VBP chega a R$ 1,39 trilhão em julho: o que esse número muda no sítio
O Valor Bruto da Produção Agropecuária (VBP) foi estimado em R$ 1,39 trilhão em julho de 2026. Para a pequena propriedade, o número serve como retrato do tamanho e da direção do mercado. Não serve para definir sozinho o preço da sua saca, arroba, caixa ou litro.
A lavoura responde por R$ 893,3 bilhões, ou 63,9% do total. A pecuária soma R$ 504,8 bilhões, 36,1%. O indicador é preliminar e considera informações disponíveis até maio. Por isso, ajuda no planejamento, mas não substitui a cotação da praça nem a conta do lote que está pronto para vender.

O que puxou o valor para cima
Na lavoura, a soja aparece com valor estimado de R$ 336 bilhões. Depois vêm milho, com R$ 158,4 bilhões, cana-de-açúcar, com R$ 108,7 bilhões, e café, com R$ 103,4 bilhões. Na pecuária, a carne bovina soma R$ 246,5 bilhões e o frango, R$ 106,2 bilhões.
Esses valores combinam estimativas de produção com a variação dos preços recebidos pelos produtores. Uma alta do VBP pode vir de maior volume, de preço melhor ou dos dois. Também pode esconder situações diferentes dentro do mesmo produto: qualidade, época de entrega, frete e distância do comprador mudam a receita de cada propriedade.

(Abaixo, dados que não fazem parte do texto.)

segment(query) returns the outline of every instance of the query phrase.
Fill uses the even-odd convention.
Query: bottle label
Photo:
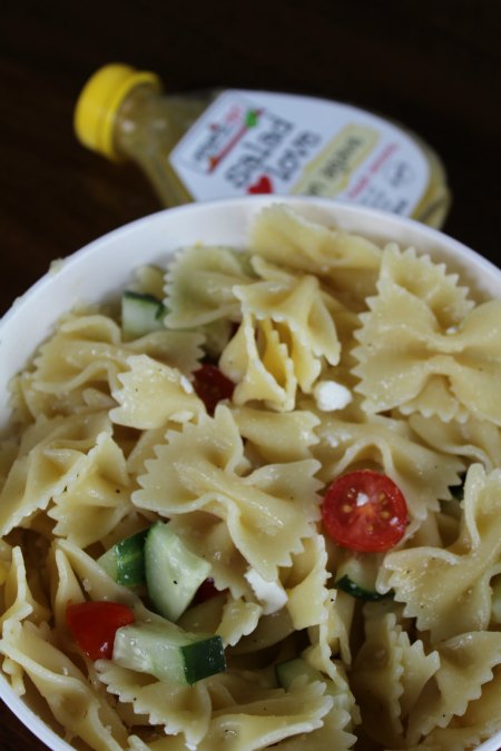
[[[170,154],[195,200],[247,194],[336,198],[410,216],[429,162],[403,130],[348,105],[228,90]]]

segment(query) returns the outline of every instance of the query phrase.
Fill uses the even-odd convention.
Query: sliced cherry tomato
[[[409,523],[402,491],[386,475],[360,470],[337,477],[322,503],[324,528],[342,547],[362,553],[387,551]]]
[[[209,415],[214,415],[218,402],[232,398],[235,384],[215,365],[204,363],[193,375],[195,392],[204,402]]]
[[[66,610],[69,631],[91,660],[111,660],[117,629],[134,621],[130,607],[118,602],[79,602]]]

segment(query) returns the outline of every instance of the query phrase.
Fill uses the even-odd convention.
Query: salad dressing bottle
[[[75,129],[88,148],[135,161],[165,206],[265,192],[318,196],[441,227],[450,204],[429,145],[326,99],[239,89],[168,96],[157,75],[114,63],[84,87]]]

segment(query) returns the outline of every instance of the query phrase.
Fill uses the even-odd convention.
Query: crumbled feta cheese
[[[313,396],[321,412],[343,409],[353,399],[351,391],[342,384],[336,384],[335,381],[318,381],[313,389]]]
[[[263,605],[263,613],[276,613],[287,602],[287,593],[279,582],[267,582],[255,569],[249,569],[245,579],[253,587],[253,592]]]

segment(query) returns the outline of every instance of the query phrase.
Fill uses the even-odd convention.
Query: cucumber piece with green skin
[[[120,540],[99,559],[99,565],[122,586],[145,583],[145,540],[148,528]]]
[[[381,594],[375,589],[379,565],[377,556],[351,555],[337,566],[334,585],[358,600],[383,600],[391,593]]]
[[[165,328],[167,308],[154,295],[127,289],[121,296],[121,330],[125,339],[138,339]]]
[[[189,685],[226,669],[220,636],[188,633],[169,621],[118,629],[112,660],[159,681]]]
[[[145,573],[155,610],[175,622],[210,575],[210,563],[191,553],[168,522],[156,522],[146,536]]]

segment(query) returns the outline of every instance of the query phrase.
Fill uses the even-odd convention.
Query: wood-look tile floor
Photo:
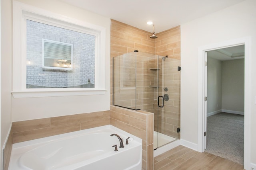
[[[206,152],[182,145],[154,158],[154,170],[243,170],[244,166]]]

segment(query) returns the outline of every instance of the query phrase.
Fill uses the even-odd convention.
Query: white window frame
[[[95,87],[27,89],[26,20],[30,19],[96,36]],[[14,98],[104,94],[106,28],[13,1],[13,84]]]

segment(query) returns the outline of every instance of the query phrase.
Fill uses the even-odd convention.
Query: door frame
[[[250,166],[251,148],[251,37],[246,37],[232,39],[215,44],[210,44],[198,48],[198,150],[204,151],[205,138],[204,130],[206,128],[205,120],[207,118],[204,97],[207,90],[207,79],[206,80],[205,61],[206,52],[217,49],[244,45],[244,167],[249,169]]]

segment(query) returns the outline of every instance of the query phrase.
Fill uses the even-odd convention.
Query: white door
[[[204,52],[204,149],[206,149],[206,137],[207,137],[207,52]]]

Por que o VBP não é o dinheiro da propriedade
O VBP mede o faturamento bruto da produção dentro do estabelecimento. Não desconta ração, adubo, defensivo, combustível, frete, comissão, juros, mão de obra ou perdas. Também não é uma cotação de balcão. O produtor de leite, por exemplo, precisa olhar o preço líquido por litro no seu contrato, o prazo de pagamento e o custo de resfriamento. O total nacional não resolve essa conta.
O mesmo vale para quem cria gado de corte. O valor da carne bovina no indicador não garante uma arroba igual em todas as regiões. Peso, acabamento, padrão do lote, escala do frigorífico, prazo e custo de transporte entram na negociação. Antes de aumentar o rebanho, registre o custo por animal e simule uma venda com preço menor.
Como usar o dado antes de plantar ou ampliar
- Compare o produto da propriedade com a cotação local e com o preço líquido depois do frete.
- Separe faturamento de margem. Anote insumos, perdas, diárias, energia, comissão e prazo de recebimento.
- Confirme o comprador antes de ampliar área ou lote. Um mercado nacional grande não garante retirada na sua porteira.
- Monte uma segunda saída para produto perecível, como feira, venda direta, agroindústria regularizada ou outro comprador.
- Use a página oficial do VBP para acompanhar a série e não confunda o relatório com uma oferta de compra.
O recorte estadual também mostra concentração: Mato Grosso aparece com R$ 216 bilhões, Minas Gerais com R$ 166,2 bilhões e São Paulo com R$ 156,2 bilhões. Isso ajuda a entender onde estão os maiores valores estimados, mas não transforma a média estadual em referência para um sítio específico.
A decisão mais segura para a pequena propriedade
Use o VBP como sinal de mercado e como ponto de partida para comparar atividades. A decisão de plantar mais, comprar animais ou investir em estrutura deve passar por três números da própria propriedade: custo total por unidade, preço líquido provável e prazo até receber. Sem esses dados, o R$ 1,39 trilhão impressiona, mas não paga a conta do sítio.
Perguntas frequentes
O VBP é o lucro do produtor?
Não. É o valor bruto estimado da produção. Custos, perdas, frete e despesas ainda precisam ser descontados.
O VBP define o preço da minha produção?
Não. O preço depende da praça, produto, padrão, volume, comprador, frete e condição de pagamento.
Os números de 2026 já são definitivos?
Não. A edição de julho é preliminar e usa as informações disponíveis até maio de 2026.
Onde acompanhar a série do VBP?
Na página do VBP do Ministério da Agricultura, que reúne o painel e as planilhas mensais por produto e unidade da Federação.